Well then, make a biz card and drop in on some local biz you could write some AI app to improve their biz, explain how it will improve proffits and bill them @ $200/hr. Call it K9-AI. You can quit stocking shelves.
RE
Yeahhhhhhh,

This is an image, it runs in another window on my browser.
I just accomplished this within the last hour, It is the result of so much effort I won't get into it. But it mixes python php javascript code on a local web page that talks to a local server which runs a large language model. I can switch the running model in and out. Interesting to watch the personality of the responses change. Nothing uses the web, (but I could not have built this without the web).
The leading edge of tech is referred to by those who actually are involved in the work as the bleeding edge. I said I won't get into it, but it is like Columbus landing on Hispaniola for me. The concept is simple. The language model is considered to be a bad student who has a cheat sheet. In this case the entire Doomstead codebase has been placed into a vector database. The Question is first sent to this database where semantic matches are made and returned.
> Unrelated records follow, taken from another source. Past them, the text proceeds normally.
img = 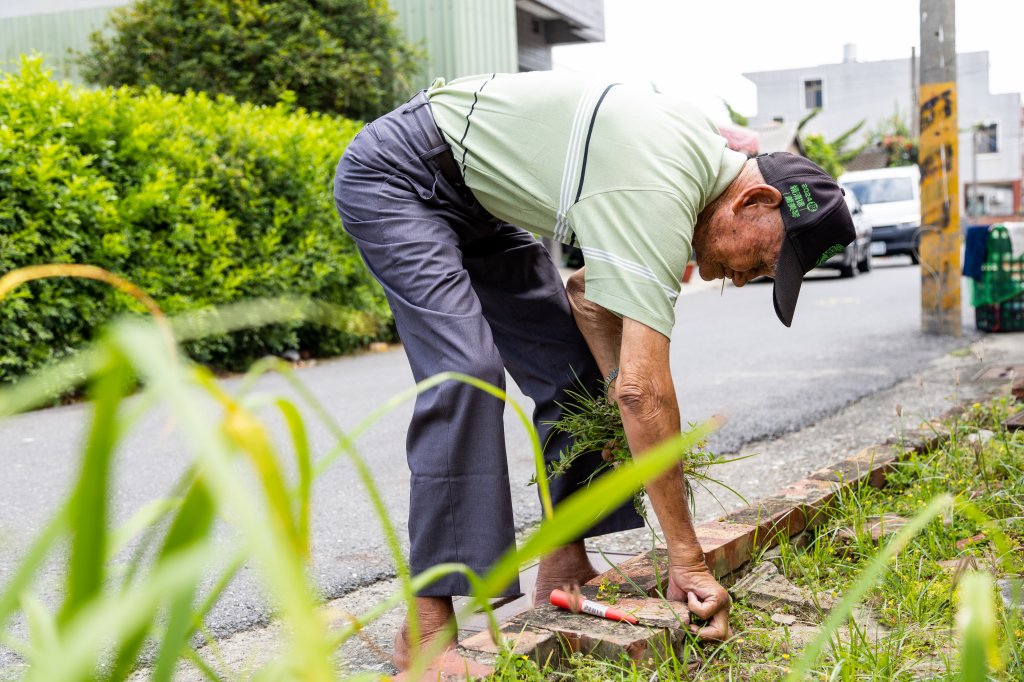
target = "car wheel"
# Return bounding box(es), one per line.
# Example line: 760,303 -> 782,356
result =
857,251 -> 872,272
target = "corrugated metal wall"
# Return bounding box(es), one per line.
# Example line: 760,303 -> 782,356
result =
0,7 -> 119,81
0,0 -> 518,88
390,0 -> 518,87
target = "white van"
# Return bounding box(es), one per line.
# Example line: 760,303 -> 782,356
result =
839,166 -> 921,263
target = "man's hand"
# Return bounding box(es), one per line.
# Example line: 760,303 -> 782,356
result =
666,566 -> 732,642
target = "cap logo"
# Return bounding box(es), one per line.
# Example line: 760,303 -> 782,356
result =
783,182 -> 818,218
814,244 -> 846,267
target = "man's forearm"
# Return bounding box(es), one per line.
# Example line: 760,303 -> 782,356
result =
616,319 -> 705,568
565,268 -> 623,377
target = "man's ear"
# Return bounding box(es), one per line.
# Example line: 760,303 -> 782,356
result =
730,182 -> 782,213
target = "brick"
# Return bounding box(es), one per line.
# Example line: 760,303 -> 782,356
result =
515,599 -> 686,665
695,521 -> 758,579
770,478 -> 840,537
719,491 -> 807,547
583,547 -> 669,599
459,615 -> 560,666
810,445 -> 897,487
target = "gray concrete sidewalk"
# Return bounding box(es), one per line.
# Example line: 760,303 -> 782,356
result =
159,334 -> 1024,682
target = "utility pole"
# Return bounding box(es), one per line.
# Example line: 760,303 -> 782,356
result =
918,0 -> 961,336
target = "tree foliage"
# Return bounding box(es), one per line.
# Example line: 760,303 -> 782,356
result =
722,99 -> 751,128
797,109 -> 867,178
0,60 -> 391,384
82,0 -> 419,120
868,109 -> 918,167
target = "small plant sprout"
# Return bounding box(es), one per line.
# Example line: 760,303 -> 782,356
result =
535,382 -> 738,518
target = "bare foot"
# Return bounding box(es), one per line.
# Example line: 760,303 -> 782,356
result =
392,597 -> 455,671
391,649 -> 495,682
534,540 -> 598,605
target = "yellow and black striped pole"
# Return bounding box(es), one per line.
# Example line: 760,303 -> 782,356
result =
918,0 -> 961,336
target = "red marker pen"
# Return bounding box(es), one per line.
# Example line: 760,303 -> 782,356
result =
551,590 -> 640,625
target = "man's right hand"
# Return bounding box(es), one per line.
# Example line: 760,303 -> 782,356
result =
666,566 -> 732,642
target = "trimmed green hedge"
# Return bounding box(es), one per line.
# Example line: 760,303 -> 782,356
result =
0,60 -> 392,382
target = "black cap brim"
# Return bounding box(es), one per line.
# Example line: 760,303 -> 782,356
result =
772,235 -> 804,327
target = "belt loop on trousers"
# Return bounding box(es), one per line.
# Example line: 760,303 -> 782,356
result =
407,90 -> 466,188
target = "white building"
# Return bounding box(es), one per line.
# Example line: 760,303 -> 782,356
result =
743,45 -> 1024,216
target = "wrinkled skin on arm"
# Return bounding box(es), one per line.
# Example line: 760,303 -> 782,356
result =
566,269 -> 731,640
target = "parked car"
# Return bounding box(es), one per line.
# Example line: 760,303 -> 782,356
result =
818,189 -> 871,278
839,166 -> 921,263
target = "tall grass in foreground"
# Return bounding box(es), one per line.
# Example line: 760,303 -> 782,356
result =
0,270 -> 709,682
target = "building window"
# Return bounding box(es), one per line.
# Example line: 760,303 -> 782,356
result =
974,123 -> 999,154
804,78 -> 823,111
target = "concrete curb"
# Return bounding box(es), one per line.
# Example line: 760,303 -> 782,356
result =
458,373 -> 1024,679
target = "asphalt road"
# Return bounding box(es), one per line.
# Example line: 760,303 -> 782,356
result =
0,258 -> 975,663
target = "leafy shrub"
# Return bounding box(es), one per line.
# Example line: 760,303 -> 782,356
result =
0,60 -> 390,382
82,0 -> 419,120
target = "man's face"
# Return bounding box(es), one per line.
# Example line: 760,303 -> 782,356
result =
693,205 -> 783,287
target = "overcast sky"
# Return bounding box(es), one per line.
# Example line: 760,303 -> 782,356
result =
554,0 -> 1024,120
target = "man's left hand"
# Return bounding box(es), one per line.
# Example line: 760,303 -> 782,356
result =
666,566 -> 732,641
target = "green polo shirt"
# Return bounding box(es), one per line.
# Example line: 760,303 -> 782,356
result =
428,72 -> 746,336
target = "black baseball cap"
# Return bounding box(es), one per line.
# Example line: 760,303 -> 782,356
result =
757,152 -> 857,327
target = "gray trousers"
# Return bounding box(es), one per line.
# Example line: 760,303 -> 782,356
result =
334,93 -> 642,596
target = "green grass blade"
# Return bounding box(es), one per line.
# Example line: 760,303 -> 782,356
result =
153,478 -> 214,682
58,356 -> 130,623
26,543 -> 218,682
113,319 -> 334,682
477,422 -> 713,604
956,572 -> 1001,682
22,594 -> 58,665
785,495 -> 952,682
0,506 -> 68,630
0,347 -> 104,418
275,398 -> 313,554
106,500 -> 181,561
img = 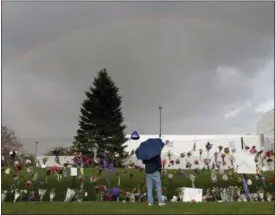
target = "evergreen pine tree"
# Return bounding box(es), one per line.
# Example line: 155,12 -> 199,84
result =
74,69 -> 128,166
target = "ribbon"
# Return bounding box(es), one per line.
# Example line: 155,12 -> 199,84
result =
211,169 -> 217,183
242,178 -> 249,200
80,167 -> 84,175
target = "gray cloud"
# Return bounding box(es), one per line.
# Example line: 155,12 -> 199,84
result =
2,2 -> 274,153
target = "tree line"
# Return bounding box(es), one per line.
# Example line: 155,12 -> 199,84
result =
1,69 -> 128,165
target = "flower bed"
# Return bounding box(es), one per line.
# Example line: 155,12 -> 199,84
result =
2,168 -> 274,201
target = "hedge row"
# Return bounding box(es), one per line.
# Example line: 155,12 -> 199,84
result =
2,168 -> 274,201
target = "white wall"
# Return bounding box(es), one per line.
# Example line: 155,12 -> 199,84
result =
257,109 -> 274,135
35,135 -> 272,174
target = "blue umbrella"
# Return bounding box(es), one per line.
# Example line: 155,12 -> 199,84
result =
136,138 -> 164,160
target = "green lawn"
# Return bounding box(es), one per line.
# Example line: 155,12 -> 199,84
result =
2,202 -> 274,214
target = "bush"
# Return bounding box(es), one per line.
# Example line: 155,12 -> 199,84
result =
2,168 -> 274,201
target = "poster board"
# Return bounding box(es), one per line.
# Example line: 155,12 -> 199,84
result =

This data becomes the cheat sheet which is then presented to the llm along with the original question, and like a cheating student the llm which knows nothing of the Doomstead codebase can answer the question.
Easy as pie.

* RAG -- Retrieval Augmented Generation

A demo I ran across (and ran) uses a text 2000 lines long which is nothing but random facts about cats. A simple chat LLM uses this text to be an expert on cats. It may be fun to make an expert on doom and have people ask the doomstead questions. We be an oracle!